A New York judge ruled that a former Black female police officer in Buffalo who was fired in 2008 after intervening when a white officer placed a suspect in a chokehold, will receive back pay and her pension.

Cariol Horne was fired following a 2006 incident where she tried to stop a fellow officer from using a chokehold on a handcuffed suspect. When she was fired, Horne had served 19 of the 20 years needed to receive a full pension.

“I had five children and I lost everything but [the suspect] did not lose his life,” Horne said at the time according to CNN. “So, if I have nothing else to live for in life, at least I can know that I did the right thing and that [he] still breathes.”

In his decision, Erie County Supreme Court Judge Dennis E. Ward referenced George Floyd, Eric Garner, and others as instances of excessive force used by police.
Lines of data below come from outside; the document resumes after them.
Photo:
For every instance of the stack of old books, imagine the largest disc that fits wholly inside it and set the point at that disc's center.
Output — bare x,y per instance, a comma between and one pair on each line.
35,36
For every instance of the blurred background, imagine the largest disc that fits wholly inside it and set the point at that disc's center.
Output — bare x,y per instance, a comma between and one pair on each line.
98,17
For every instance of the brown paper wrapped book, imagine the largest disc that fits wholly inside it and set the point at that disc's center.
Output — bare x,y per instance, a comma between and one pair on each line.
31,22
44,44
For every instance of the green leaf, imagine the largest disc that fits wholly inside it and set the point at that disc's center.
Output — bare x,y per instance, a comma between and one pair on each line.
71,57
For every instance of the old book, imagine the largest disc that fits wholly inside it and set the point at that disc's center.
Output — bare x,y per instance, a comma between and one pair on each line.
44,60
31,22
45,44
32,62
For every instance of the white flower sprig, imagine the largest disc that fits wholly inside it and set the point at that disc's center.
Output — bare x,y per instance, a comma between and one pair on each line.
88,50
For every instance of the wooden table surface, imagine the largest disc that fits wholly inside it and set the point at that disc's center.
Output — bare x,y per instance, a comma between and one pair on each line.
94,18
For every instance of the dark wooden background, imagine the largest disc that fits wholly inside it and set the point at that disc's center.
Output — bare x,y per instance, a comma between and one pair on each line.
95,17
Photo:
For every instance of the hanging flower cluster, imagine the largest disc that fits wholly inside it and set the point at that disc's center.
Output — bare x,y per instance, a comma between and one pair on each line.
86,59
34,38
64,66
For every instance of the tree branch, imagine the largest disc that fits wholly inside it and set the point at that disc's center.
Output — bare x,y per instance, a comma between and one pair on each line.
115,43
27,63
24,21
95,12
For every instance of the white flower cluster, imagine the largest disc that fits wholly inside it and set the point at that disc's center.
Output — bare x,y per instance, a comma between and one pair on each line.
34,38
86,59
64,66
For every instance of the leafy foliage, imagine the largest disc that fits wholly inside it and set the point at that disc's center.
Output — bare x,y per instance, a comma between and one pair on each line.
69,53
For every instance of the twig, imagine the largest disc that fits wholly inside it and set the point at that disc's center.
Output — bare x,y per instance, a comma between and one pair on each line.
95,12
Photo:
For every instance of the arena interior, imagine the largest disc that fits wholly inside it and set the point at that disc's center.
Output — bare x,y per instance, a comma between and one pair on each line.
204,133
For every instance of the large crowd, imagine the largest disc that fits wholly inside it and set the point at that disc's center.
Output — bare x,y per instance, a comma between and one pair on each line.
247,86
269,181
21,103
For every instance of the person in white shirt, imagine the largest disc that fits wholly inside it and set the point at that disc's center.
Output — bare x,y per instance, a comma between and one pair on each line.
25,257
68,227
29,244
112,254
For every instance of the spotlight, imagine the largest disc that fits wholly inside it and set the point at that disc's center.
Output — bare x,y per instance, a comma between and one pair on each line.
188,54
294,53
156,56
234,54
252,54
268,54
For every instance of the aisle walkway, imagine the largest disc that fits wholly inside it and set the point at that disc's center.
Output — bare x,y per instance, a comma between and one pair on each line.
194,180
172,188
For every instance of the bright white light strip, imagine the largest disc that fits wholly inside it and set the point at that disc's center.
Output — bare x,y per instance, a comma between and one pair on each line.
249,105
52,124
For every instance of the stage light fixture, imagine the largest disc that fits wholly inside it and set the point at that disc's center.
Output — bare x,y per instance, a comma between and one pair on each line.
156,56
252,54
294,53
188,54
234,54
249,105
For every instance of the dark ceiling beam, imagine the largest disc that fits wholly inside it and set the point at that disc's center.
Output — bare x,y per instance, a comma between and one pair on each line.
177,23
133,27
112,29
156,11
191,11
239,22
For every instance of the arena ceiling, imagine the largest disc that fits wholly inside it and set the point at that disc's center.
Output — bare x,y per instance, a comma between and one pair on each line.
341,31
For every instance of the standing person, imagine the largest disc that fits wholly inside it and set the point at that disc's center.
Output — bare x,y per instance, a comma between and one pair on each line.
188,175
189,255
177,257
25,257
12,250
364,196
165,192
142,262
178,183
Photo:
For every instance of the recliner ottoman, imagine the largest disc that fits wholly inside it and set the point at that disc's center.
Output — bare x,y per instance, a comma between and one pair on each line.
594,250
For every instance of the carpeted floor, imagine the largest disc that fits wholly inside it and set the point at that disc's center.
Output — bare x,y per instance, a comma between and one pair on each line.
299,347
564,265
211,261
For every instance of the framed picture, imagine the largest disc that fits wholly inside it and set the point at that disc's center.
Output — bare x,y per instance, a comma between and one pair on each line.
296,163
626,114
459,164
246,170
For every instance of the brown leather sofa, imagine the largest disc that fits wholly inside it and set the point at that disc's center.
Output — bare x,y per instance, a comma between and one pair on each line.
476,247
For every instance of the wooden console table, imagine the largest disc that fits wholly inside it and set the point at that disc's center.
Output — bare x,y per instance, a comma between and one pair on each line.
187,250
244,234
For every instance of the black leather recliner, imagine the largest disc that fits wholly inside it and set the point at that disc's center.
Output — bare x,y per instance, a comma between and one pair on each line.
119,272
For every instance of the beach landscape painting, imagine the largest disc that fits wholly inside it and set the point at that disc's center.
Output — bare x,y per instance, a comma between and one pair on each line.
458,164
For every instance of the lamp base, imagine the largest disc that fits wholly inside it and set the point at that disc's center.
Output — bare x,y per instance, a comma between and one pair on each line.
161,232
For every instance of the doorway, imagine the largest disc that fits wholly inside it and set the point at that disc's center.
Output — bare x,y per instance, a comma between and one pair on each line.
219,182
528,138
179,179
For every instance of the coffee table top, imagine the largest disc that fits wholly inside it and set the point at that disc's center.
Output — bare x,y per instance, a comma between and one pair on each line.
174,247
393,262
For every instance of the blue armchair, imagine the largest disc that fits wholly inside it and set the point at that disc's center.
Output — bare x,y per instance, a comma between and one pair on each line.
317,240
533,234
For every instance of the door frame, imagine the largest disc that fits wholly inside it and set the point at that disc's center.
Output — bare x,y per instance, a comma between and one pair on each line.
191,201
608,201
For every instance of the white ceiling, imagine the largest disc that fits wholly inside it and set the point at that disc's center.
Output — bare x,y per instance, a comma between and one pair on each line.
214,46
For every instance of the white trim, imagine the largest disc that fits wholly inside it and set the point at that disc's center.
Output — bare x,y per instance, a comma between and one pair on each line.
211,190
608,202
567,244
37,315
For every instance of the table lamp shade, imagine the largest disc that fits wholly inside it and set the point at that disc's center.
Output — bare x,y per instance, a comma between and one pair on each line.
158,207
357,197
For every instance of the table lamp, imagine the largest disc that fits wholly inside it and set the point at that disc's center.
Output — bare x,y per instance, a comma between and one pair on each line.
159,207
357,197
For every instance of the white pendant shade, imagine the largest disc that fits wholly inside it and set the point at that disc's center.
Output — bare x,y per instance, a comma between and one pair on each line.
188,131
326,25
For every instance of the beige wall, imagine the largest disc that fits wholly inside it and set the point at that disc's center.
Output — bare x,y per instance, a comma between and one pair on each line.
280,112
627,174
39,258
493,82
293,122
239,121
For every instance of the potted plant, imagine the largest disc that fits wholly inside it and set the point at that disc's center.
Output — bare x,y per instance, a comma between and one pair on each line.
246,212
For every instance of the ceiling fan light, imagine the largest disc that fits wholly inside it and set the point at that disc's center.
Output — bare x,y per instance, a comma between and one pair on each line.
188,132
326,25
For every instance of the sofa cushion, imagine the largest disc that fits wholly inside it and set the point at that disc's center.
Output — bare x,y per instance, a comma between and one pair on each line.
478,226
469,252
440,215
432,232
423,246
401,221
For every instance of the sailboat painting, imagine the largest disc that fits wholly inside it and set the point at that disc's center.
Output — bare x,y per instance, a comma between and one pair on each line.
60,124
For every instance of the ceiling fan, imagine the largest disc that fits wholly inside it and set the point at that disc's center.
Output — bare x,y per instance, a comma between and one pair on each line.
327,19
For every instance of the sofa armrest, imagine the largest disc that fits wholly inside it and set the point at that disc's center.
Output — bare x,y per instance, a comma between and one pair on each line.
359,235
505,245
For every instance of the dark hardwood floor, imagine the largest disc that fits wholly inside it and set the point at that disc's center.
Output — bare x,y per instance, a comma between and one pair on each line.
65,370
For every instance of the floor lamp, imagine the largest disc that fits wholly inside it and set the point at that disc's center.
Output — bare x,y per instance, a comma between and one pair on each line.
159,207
“To her credit, Officer Horne did not merely standby, but instead sought to intervene, despite the penalty she ultimately paid for doing so,” Ward wrote in the decision. “While the Eric Garners and George Floyds of the world never had a chance for a ‘do over,’ at least here the correction can be done,” Ward wrote.

Ward also referenced a law passed last year obligating officers to intervene in instances of excessive force which was named after Horne. Ward wrote in his decision the city of Buffalo “already determined that Officer Horne intervened to save the life of a civilian.”

Horne called on lawmakers nationwide to pass similar legislation to “Cariol’s Law” which Mayor Byron Brown signed into law last October. Under the law, if an officer fails to intervene in an incident that results in the death or serious bodily harm of a person, the incident would be turned over to the Erie County District Attorney’s Office. Retaliation in such a situation could result in termination.

The white officer Horne stopped, Gregory Kwiatkowski, was cleared of wrongdoing subsequently sued Horne for defamation, winning a $65,000 judgment.

Kwiatkowski would later be sentenced to four months in prison in an unrelated case in 2009 involving four Black teenagers. In that case, Kwiatkowski was charged and convicted of deprivation of rights under the color of law.